Monday, 10 October 2011

Memory and Identity:the just use of freedom

Next the Pope turns to consider human freedom. The nature of this human faculty is the fundamental question today. If I use my freedom well I become good; if I don't use it well then evil takes root in me and around me. So what is the proper use of freedom? How can freedom be used so as to avoid evil?

A problem for us today is that we speak about freedom as though it has no connection with morality, no connection with goodness or evil. Today, the appeal is made to freedom alone - mere choice. However, in the past we recognised the need for a criterion with which to regulate the use of freedom; the criterion which is most employed today is that of utility or pleasure. So, I choose according to what will be most useful or cause the most happiness.
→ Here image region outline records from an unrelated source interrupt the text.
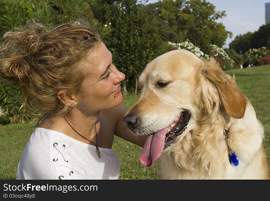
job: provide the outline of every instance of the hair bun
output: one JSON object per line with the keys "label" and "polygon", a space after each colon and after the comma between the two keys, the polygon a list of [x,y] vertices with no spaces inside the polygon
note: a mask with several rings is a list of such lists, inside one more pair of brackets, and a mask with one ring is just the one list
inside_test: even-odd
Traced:
{"label": "hair bun", "polygon": [[22,29],[14,28],[14,31],[3,36],[0,75],[22,86],[28,83],[30,68],[35,65],[33,56],[42,48],[42,34],[47,30],[32,19]]}

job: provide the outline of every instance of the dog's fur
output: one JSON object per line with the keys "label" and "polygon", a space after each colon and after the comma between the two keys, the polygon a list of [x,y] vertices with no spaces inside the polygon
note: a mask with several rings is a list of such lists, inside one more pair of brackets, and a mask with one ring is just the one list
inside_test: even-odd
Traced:
{"label": "dog's fur", "polygon": [[[127,115],[139,118],[133,131],[150,134],[168,127],[183,109],[190,119],[158,159],[161,179],[268,179],[263,128],[248,99],[213,58],[183,50],[148,64],[140,76],[141,95]],[[160,81],[169,82],[160,87]],[[223,130],[239,165],[230,164]]]}

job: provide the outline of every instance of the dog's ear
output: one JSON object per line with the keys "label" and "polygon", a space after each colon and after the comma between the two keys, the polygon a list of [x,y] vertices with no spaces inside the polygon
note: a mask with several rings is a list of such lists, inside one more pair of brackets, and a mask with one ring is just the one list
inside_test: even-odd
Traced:
{"label": "dog's ear", "polygon": [[[202,83],[203,96],[207,94],[206,97],[208,105],[210,106],[216,105],[219,99],[227,114],[229,116],[236,118],[242,117],[245,114],[247,99],[244,94],[237,88],[235,84],[234,75],[232,78],[226,74],[219,67],[213,57],[210,61],[202,60],[202,74],[203,83],[208,82],[207,84]],[[216,89],[211,91],[210,86]],[[211,98],[209,96],[212,96]],[[204,97],[205,99],[206,97]],[[210,99],[213,99],[215,102],[209,104]]]}

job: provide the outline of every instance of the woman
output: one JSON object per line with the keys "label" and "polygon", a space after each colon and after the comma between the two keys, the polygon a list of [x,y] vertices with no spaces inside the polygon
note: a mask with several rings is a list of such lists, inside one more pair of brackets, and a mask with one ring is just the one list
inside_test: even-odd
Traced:
{"label": "woman", "polygon": [[114,135],[141,147],[122,121],[128,108],[125,78],[91,26],[64,24],[51,30],[29,21],[4,36],[0,74],[21,86],[47,114],[25,148],[18,179],[118,179]]}

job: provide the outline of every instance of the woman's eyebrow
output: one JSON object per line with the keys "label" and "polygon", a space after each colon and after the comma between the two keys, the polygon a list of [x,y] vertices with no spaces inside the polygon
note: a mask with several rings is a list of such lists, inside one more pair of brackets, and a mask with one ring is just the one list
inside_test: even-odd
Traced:
{"label": "woman's eyebrow", "polygon": [[103,72],[103,73],[102,73],[102,75],[101,75],[99,76],[100,77],[102,77],[103,75],[105,75],[105,74],[106,74],[106,72],[107,72],[107,71],[108,71],[108,69],[109,69],[109,68],[110,68],[110,66],[111,66],[111,64],[110,64],[108,65],[108,66],[107,67],[107,68],[106,69],[106,70],[105,70],[105,71],[104,71],[104,72]]}
{"label": "woman's eyebrow", "polygon": [[[112,54],[112,63],[113,61],[113,57],[114,57],[114,55],[113,54],[113,53],[111,53],[111,54]],[[109,69],[109,68],[110,68],[110,67],[111,66],[111,64],[110,64],[109,65],[108,65],[108,66],[107,67],[107,68],[106,69],[106,70],[105,70],[105,71],[102,73],[102,75],[101,75],[100,77],[102,77],[103,75],[105,75],[106,74],[106,72],[108,71],[108,69]]]}

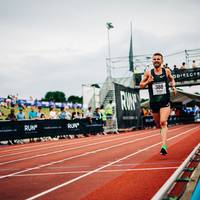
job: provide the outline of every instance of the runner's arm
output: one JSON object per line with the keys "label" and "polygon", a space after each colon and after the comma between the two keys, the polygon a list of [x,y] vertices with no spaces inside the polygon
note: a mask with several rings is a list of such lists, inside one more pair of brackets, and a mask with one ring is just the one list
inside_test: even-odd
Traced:
{"label": "runner's arm", "polygon": [[150,77],[150,74],[148,71],[146,71],[144,73],[143,79],[140,82],[140,88],[145,88],[149,84],[149,77]]}
{"label": "runner's arm", "polygon": [[166,70],[167,70],[167,77],[170,81],[170,85],[172,87],[174,96],[176,96],[176,83],[175,83],[174,77],[172,76],[171,71],[169,69],[166,69]]}

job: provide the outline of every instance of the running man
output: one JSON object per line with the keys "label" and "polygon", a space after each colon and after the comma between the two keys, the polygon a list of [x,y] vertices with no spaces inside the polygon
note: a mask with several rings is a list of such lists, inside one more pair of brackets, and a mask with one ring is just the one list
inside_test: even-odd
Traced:
{"label": "running man", "polygon": [[163,55],[155,53],[152,58],[154,69],[146,71],[140,87],[145,88],[148,85],[150,108],[156,127],[160,128],[162,146],[160,153],[167,154],[167,120],[170,114],[170,91],[169,82],[174,95],[176,95],[176,87],[171,71],[163,67]]}

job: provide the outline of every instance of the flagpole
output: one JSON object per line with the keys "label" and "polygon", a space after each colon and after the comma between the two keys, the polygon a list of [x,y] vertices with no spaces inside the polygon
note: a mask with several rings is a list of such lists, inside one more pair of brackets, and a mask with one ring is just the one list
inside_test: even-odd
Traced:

Now if we analyse what is going on in a person when they choose, we see that a person's will and intellect come together in such a way that the person is responsibile for his actions. And to identify the moral character of an action we have to distinguish between the just good, the useful good and the pleasurable good.

The just good represents real objective goodness. For instance, observing the Highway Code when driving. This good is the traditional object of moral choice.

The useful good represents the advantage which will be gained by the person who is making the choice. For instance, choosing to drive only on narrow country roads. Such an object is morally neutral. This good has become the basis of modern morality.

The pleasurable good is actually the joy which accompanies acheiving moral goodness. It is linked therefore to objective goodness, to the just good. However in the modern view, the pleasurable good has become an end in itself; seeking the pleasurable good has displaced seeking the just good. In this vision the pleasurable good is not linked to the just good, it is free to be sought after for itself, even at the expense of the just good.

The philosopher Emmanuel Kant has influenced our vision of morality. He observed that giving priority to pleasure in the analysis of human action threatens the very essence of morality. He proposed the notion of subjective obligation. That we are called to act justly becuase of the presence within us of 'moral categories'. However, building morality on the basis of subjective obligation means that you lose sight of what is objectively good.

The fundamental criterion of moral evaluation is in fact man's freedom - his will. It is man who chooses, it is man who decides what criterion to apply to his decision-making, whether this be the criterion of objective goodness or that of utilitarian advantage. But we find that real goodness and the happiness that goodness brings us remains an impossible goal, whether by seeking pleasure for itself, or constructing an subjective vision of goodness, or simply by failing to choose objective goodness - our freedom remains a question for us.

The question of freedom, today as before, is in fact the manifestation of man's need for a Redeemer - that man cannot acheive the fullness of his desire unaided, and that his freedom, far from being fulfilled is a problem for him.

JPII responds to this need in his Theology of the Body.

(I took the above photo in March 2008 at Stone in Staffordshire as a barge enters a canal lock.)